Title: Whitfield, Charles
Source text: The Medical and Surgical History of the War of the Rebellion, Part 3, Volume 1 (Washington, DC: Government Printing Office, 1888), 217.
Civil War Washington ID: med.d1e1790
CASE 5.—The mind continued affected after the other symptoms had disappeared.—Private Charles Whitfield, Co. B, 1st Mich.; age 25; admitted March 2,1862. Diagnosis—typhoid fever and chronic bronchitis. On the 4th he was quite deaf, drowsy and delirious; he was hoarse and had a frequent cough with free expectoration; his cheeks were hot and flushed, and he had much thirst; pulse rapid and weak; tongue somewhat dry, quite red and with enlarged papillæ; stools not frequent but loose; abdomen tender. Two watery stools were passed on the 5th. The tongue became moist on the 6th, the appetite returned and the bowels were quiet, but the other symptoms remained unchanged.
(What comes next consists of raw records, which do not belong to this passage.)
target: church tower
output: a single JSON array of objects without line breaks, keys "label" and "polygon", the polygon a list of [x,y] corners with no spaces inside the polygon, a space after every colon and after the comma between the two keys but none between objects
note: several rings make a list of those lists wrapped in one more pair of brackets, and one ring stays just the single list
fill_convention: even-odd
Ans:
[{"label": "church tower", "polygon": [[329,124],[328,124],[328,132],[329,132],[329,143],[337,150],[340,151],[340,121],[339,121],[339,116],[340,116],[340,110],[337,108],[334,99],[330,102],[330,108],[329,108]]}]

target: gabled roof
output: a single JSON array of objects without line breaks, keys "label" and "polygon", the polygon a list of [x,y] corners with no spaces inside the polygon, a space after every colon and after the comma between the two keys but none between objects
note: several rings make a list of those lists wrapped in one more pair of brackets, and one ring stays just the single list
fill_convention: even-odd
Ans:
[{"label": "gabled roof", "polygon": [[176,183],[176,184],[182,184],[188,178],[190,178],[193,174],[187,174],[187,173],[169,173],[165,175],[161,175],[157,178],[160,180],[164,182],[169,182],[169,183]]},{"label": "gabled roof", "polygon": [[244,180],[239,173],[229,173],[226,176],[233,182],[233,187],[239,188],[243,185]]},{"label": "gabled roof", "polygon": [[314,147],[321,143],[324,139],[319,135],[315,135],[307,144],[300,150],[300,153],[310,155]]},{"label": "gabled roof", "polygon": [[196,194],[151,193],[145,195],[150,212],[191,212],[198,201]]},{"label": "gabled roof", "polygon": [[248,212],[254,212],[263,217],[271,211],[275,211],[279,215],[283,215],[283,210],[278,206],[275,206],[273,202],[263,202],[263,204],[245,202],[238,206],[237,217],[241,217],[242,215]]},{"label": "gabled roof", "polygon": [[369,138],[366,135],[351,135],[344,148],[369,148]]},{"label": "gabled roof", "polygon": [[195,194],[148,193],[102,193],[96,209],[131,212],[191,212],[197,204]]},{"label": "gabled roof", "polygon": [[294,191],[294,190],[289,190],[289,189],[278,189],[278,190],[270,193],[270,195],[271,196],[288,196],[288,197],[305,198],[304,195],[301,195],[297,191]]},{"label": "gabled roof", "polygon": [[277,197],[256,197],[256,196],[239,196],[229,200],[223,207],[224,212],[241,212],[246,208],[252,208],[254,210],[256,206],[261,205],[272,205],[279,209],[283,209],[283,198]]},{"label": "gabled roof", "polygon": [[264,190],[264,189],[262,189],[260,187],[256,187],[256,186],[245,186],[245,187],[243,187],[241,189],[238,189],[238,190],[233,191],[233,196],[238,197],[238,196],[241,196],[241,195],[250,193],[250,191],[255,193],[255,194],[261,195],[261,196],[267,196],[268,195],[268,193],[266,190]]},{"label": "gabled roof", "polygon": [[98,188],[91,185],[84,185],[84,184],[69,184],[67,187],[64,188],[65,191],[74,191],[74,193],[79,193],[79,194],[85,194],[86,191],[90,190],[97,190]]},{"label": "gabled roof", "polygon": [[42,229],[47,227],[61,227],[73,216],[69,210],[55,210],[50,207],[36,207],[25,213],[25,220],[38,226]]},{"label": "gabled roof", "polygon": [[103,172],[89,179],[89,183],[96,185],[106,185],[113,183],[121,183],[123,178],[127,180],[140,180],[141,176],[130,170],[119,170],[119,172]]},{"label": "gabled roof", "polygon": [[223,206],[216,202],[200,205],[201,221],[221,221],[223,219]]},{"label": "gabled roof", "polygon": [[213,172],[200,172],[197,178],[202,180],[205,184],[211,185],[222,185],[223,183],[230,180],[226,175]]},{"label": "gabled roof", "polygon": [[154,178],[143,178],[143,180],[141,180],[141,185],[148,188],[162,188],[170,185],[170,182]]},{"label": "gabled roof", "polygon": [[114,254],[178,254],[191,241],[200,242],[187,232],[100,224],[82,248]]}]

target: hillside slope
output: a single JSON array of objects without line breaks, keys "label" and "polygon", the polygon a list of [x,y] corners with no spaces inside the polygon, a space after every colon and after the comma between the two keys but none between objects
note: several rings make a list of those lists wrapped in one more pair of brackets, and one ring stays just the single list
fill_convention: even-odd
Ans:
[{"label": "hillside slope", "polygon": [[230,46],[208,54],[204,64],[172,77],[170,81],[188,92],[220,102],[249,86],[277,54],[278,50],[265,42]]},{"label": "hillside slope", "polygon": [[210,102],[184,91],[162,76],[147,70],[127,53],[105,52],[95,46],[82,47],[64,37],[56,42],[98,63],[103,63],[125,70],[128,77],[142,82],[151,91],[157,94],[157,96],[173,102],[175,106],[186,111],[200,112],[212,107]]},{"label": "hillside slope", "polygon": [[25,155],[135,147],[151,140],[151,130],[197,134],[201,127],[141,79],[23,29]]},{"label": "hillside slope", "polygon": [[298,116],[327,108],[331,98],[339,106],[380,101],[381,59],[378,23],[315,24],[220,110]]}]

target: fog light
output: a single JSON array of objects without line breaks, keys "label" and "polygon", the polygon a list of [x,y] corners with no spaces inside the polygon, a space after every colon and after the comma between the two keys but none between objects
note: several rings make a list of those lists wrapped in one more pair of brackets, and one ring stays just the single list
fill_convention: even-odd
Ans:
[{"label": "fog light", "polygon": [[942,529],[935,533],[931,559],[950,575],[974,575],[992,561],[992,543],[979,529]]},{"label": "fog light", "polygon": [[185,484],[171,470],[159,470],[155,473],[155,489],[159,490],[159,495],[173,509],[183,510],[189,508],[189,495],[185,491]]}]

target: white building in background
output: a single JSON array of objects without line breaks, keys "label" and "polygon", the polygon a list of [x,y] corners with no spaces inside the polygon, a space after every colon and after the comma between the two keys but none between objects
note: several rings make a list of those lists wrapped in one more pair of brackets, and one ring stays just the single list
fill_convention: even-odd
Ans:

On the 7th the deafness lessened and the hoarseness and cough diminished; pulse 90, good; skin natural; tongue moist, fissured, clean; bowels unmoved; but the mind continued affected for some time longer. On the 13th he replied naturally to questions, but had curious hallucinations which returned occasionally for several days after this, and the deafness continued for some days longer. During this time the bowels were regular or inclined to constipation. Milk-punch and tincture of iron were used. He was able to walk about on the 27th. On April 26 he was discharged for disability.